My friend did not have normal good results. She is very independent and prizes her solitude. I called her after hearing from my (our) advisor (C____) and I got her voicemail. Because she is even more direct a communicator than I am, I figured no point in pussyfooting. My message went something like "Hey....I talked to C___ today and I heard you have breast cancer."
Because what the fuck else are you gonna say? I tried to wait to call her until I could say the words without feeling my throat close up. I know, treatment's better these days, earlier detection means a better prognosis. I know that. I also know that she's very independent and has a very hard time asking for or accepting certain kinds of help.
I've spent the day since I heard about this alternately mad (for not much identifiable reason) and sad. A very large amount of my reaction, I am embarassed to say, is quite selfish. I want to be strong enough to say (and mean) "I will do whatever you need me to, whenever it is needed" to her. And I couldn't.
Hence my internet search.
I do not want to commit what I personally believe is one of the cardinal sins of offering or giving token help. Also, I don't want to end up trying to give more help than I am physically able and getting fucked for that (yeah, it could happen, like the time I went up to boston to help my brother out and ended up too sick to drive home...this particular friend in fact was the person who came to my rescue that time). Since these days I'm about 1/3-1/2 of what I used to be in terms of sheer physical usefulness even to myself, I was trying to think of what possible ways I might be useful for my friend. What can I offer her that is useful, needed, and that I will be able to do?
So I hit the internet looking for some seriously practical info on what folks "in the thick of it" find helpful in terms of support because while I can try to imagine what I might find helpful (and then try to decide what I can even do of that set of things), that speculation would be based on my subjective experience and my subjective experience does not include being diagosed with or treated for breast cancer, so it's insufficient.

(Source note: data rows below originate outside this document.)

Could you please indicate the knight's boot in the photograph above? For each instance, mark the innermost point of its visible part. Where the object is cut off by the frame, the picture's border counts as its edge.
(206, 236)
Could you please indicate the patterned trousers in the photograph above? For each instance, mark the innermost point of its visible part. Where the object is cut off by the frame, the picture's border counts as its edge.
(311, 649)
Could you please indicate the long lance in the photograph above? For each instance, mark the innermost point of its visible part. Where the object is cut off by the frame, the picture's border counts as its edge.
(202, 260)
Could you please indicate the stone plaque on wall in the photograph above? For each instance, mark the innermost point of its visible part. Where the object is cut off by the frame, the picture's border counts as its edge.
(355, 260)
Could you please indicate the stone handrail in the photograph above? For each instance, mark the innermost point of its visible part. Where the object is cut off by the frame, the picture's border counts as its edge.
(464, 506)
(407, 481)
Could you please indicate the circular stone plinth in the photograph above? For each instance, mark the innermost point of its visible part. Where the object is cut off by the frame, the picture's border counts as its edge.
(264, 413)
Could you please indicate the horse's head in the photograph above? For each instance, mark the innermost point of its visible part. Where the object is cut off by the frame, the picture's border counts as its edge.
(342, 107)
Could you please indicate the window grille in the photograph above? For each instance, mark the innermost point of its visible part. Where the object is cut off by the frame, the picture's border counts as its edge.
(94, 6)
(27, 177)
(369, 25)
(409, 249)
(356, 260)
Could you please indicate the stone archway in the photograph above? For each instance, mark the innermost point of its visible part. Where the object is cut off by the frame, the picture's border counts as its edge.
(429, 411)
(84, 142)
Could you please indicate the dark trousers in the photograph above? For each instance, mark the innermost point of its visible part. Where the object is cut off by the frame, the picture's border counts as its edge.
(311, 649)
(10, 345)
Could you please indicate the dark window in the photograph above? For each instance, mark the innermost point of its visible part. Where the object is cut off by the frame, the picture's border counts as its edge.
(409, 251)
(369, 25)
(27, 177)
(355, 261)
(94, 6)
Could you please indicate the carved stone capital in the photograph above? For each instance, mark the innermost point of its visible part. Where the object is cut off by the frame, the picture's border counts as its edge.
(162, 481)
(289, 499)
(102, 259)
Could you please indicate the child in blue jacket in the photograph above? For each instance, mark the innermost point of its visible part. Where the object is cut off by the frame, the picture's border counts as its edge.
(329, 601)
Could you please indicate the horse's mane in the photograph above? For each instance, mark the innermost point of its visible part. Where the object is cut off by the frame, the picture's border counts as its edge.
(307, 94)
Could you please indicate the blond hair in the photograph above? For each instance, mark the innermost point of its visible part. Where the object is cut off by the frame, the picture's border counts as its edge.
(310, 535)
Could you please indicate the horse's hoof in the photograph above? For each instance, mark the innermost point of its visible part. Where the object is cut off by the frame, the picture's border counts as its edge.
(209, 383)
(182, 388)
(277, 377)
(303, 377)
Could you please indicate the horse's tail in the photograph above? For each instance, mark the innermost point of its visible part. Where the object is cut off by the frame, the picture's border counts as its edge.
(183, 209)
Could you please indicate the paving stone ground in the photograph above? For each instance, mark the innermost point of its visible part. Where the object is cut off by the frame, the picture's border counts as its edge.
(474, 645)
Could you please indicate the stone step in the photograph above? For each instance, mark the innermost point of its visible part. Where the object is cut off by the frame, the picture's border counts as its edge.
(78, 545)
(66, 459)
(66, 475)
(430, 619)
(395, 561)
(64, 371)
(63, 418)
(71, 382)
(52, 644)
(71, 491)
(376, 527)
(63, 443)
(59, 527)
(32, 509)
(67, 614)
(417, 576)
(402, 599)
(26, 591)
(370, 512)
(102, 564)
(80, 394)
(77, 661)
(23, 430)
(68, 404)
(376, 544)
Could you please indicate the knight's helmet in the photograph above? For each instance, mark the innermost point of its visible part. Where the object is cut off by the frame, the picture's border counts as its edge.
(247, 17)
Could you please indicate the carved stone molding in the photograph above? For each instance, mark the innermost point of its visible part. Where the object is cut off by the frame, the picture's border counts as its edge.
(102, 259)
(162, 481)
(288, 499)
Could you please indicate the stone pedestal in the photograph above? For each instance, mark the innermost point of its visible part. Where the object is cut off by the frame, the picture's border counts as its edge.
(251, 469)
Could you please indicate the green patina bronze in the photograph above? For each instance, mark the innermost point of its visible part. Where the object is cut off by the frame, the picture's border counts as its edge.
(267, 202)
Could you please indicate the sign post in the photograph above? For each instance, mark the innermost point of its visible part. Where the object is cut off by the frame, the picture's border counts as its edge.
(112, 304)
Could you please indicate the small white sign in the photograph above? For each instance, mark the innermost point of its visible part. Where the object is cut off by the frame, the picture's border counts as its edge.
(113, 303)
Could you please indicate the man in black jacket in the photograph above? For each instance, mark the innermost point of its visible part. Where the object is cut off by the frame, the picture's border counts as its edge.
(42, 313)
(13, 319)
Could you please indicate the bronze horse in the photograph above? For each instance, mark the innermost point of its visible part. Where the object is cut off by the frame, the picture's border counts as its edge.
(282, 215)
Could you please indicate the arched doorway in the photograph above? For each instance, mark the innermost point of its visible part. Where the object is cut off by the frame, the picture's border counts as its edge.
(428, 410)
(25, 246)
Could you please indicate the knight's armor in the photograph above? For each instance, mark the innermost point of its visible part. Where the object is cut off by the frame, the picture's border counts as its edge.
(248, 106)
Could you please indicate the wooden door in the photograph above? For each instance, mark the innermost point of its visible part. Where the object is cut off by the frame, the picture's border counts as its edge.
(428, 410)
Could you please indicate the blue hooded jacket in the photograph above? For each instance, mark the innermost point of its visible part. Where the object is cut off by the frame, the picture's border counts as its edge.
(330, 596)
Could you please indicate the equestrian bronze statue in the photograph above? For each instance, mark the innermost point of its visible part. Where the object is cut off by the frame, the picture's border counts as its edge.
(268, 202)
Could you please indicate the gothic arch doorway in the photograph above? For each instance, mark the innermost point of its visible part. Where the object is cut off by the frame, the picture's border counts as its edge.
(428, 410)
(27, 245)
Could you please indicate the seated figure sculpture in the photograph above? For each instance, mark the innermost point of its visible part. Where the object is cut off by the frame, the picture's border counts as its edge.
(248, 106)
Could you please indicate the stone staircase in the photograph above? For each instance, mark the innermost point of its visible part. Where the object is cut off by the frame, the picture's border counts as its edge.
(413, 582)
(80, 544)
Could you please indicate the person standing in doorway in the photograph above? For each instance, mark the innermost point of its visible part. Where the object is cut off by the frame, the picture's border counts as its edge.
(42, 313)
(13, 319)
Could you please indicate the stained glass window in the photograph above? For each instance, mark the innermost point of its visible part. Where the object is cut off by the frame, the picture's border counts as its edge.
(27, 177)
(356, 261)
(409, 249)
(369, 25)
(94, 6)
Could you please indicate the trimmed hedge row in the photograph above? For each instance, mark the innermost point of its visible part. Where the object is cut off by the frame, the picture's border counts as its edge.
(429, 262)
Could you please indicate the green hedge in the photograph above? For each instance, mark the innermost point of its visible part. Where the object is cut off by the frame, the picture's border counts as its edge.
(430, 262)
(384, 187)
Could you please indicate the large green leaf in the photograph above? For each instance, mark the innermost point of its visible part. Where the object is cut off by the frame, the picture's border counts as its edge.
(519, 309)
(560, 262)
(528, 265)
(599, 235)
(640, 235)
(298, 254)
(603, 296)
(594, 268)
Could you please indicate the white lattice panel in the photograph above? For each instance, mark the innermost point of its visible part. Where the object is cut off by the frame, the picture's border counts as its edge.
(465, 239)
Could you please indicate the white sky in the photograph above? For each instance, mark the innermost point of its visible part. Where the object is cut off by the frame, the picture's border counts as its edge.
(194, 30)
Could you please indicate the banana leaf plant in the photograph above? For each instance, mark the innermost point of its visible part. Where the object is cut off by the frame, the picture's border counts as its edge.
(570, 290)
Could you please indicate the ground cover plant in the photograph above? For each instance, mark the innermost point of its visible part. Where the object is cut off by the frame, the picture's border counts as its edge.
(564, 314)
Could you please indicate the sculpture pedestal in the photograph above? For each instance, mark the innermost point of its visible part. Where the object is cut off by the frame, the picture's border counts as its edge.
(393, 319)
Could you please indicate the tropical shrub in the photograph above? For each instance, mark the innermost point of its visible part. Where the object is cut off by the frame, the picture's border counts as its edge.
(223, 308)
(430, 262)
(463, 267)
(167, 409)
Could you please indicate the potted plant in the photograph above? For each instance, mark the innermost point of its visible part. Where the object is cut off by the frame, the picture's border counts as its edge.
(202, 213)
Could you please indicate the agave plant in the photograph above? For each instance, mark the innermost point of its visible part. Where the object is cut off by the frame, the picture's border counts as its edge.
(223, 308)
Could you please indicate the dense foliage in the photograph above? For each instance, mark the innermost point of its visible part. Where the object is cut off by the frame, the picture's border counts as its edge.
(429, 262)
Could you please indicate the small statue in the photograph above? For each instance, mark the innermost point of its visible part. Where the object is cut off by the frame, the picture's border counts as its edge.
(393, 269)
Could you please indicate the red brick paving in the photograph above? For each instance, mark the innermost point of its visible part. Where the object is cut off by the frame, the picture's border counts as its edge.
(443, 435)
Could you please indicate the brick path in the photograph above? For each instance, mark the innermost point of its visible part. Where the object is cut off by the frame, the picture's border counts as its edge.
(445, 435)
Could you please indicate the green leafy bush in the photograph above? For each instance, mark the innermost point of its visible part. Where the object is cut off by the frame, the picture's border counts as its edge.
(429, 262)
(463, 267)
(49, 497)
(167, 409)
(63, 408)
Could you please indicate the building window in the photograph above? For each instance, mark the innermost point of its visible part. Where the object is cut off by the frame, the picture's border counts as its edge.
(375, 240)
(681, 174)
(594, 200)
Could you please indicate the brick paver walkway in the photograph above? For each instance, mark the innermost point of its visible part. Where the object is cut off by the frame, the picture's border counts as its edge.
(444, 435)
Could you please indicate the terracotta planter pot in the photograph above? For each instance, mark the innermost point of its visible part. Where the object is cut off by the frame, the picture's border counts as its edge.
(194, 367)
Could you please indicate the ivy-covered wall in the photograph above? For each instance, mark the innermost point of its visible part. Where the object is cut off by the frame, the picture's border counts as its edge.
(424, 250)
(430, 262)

Let me tell you, there's a lot of not terribly practical information out there. Even here, which seemed to fit the bill and where they at least mentioned "practical assistance" along with "emotional support", I found more generality and vague references to support as a sort of concept and state of being than I found actual useful information. How about an article like "'A list of best ways people helped out during my chemo', by someone who has/had breast cancer"?